High Dimensional Analysis

High Dimensional Data Analysis

Write a script to do the following:

Hypersphere Volume: Plot the volume of a unit hypersphere as a function of dimension. Plot for \(d=1, \cdots, 50\).

Hypersphere Radius: What value of radius would one need to maintain a hypersphere volume of 1 with increasing \(d\). Plot this value for \(d = 1, \cdots, 100\).

Nearest Neighbors: Assume we have a unit hypercube centered at \((0.5, \cdots, 0.5)\). Generate \(n=10000\) uniformly random points in \(d\) dimensions, in the range \((0,1)\) in each dimension. Find the ratio of the nearest and farthest point from the center of the space. Also store the actual distance of the nearest \(d_n\) and farthest \(d_f\) points from the center. Plot these value for \(d = 1, \cdots, 100\).

Fraction of Volume: Assume we have a hypercube of edge length \(l=2\) centered at the origin \((0,0, \cdots, 0)\). Generate \(n=10,000\) points uniformly at random for increasing dimensionality \(d = 1, \cdots, 100\). Now answer the following questions:

  • Plot the fraction of points that lie inside the largest hypersphere that can be inscribed inside the hypercube with increasing \(d\). After how many dimensions does the fraction goes to essentially zero?
  • Plot the fraction of points in the thin shell of width \(\epsilon = 0.01\) inside the hypercube (i.e., the difference between the outer hypercube and inner hypercube, or the thin shell along the boundaries). What is the trend that you see? After how many dimensions does the fraction of volume in the thin shell go to 100% (use binary search or increase the dimenionality in steps of 10 to answer this. You may use maximum dimensions of upto 2000, and you may use a threshold of 0.0001 to count the volume as essentially being 1 in the shell, i.e., a volume of 0.9999 can be taken to be equal to 1 for finding the smallest dimension at which this happens).

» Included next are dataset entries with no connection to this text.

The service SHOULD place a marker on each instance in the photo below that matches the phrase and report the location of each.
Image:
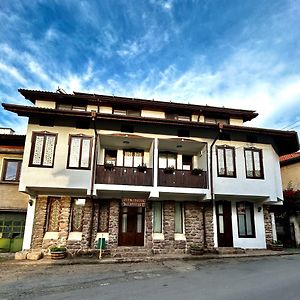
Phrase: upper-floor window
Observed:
(187, 162)
(133, 158)
(245, 216)
(216, 120)
(110, 157)
(179, 217)
(42, 149)
(127, 112)
(179, 117)
(66, 106)
(254, 163)
(157, 216)
(11, 170)
(167, 160)
(226, 161)
(80, 150)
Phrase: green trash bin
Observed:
(103, 245)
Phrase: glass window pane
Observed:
(85, 154)
(229, 162)
(38, 149)
(162, 161)
(128, 159)
(157, 217)
(257, 165)
(172, 161)
(77, 214)
(221, 161)
(139, 224)
(74, 152)
(124, 222)
(242, 227)
(49, 150)
(248, 221)
(221, 224)
(11, 170)
(138, 159)
(249, 165)
(178, 218)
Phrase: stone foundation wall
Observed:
(268, 225)
(97, 214)
(39, 223)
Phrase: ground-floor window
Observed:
(54, 208)
(245, 215)
(179, 217)
(103, 216)
(77, 215)
(12, 225)
(157, 217)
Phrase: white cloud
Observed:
(12, 72)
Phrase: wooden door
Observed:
(224, 225)
(131, 226)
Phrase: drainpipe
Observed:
(220, 127)
(94, 117)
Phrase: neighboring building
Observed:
(13, 204)
(288, 216)
(153, 174)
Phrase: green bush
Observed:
(58, 249)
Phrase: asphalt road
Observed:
(243, 278)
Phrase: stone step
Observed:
(230, 250)
(130, 252)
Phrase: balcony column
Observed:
(154, 192)
(155, 163)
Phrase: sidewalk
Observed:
(8, 258)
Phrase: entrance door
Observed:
(223, 210)
(131, 226)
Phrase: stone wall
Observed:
(39, 224)
(193, 225)
(113, 224)
(268, 225)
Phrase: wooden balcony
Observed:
(180, 178)
(123, 175)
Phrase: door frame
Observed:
(224, 239)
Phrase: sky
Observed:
(232, 53)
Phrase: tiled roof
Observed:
(289, 157)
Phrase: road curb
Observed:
(186, 257)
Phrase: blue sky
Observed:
(232, 53)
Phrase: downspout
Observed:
(220, 126)
(94, 117)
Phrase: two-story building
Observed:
(147, 175)
(13, 204)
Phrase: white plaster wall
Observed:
(238, 122)
(29, 225)
(58, 176)
(269, 187)
(259, 242)
(105, 109)
(92, 107)
(45, 104)
(153, 114)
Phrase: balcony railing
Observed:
(123, 175)
(180, 178)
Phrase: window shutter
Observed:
(74, 152)
(38, 150)
(85, 154)
(49, 150)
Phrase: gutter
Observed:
(94, 117)
(220, 127)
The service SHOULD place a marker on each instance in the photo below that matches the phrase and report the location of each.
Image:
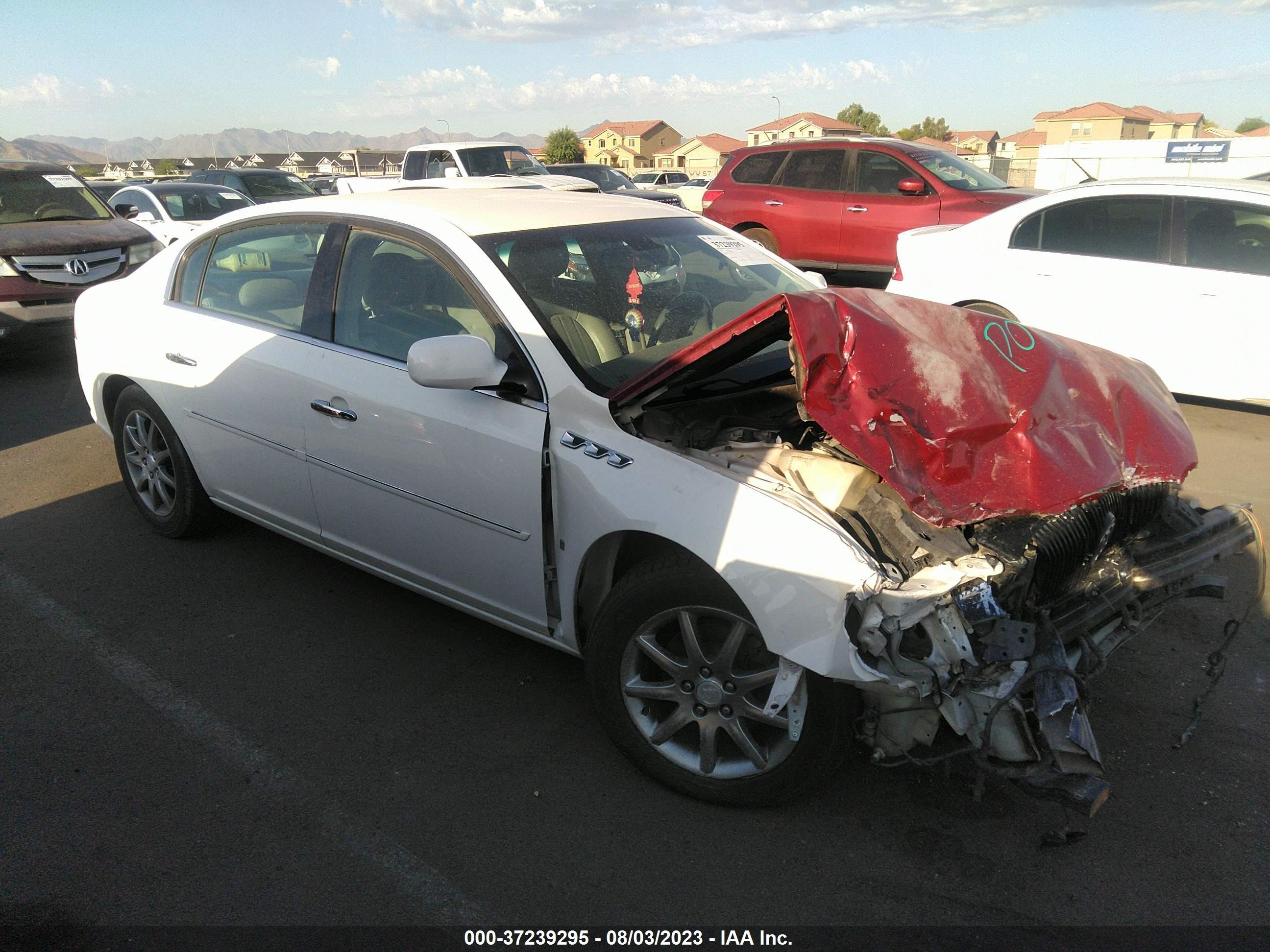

Diagonals in High Dimensions

Your goal is the compute the empirical probability mass function (EPMF) for the random variable \(X\) that represents the angle (in degrees) between any two diagonals in high dimensions.

Assume that there are \(d\) primary dimensions (the standard axes in cartesian coordinates), with each of them ranging from -1 to 1. There are \(2^{d}\) additional half-diagonals in this space, one for each corner of the \(d\)-dimensional hypercube.

Write a script that randomly generates \(n=100000\) pairs of half-diagonals in the \(d\)-dimensional hypercube, and computes the angle between them (in degrees).

Plot the EPMF for three different values of \(d\), as follows \(d=10,100,1000\). What is the min, max, value range, mean and variance of \(X\) for each value of \(d\)?

What would you have expected to have happened analytically? In other words, derive formulas for what should happen to angle between half-diagonals as \(d \to \infty\). Does the EPMF conform to this trend? Explain why? or why not?

What is the expected number of occurrences of a given angle \(\theta\) between two half-diagonals, as a function of \(d\) (the dimensionality) and \(n\) (the sample size)?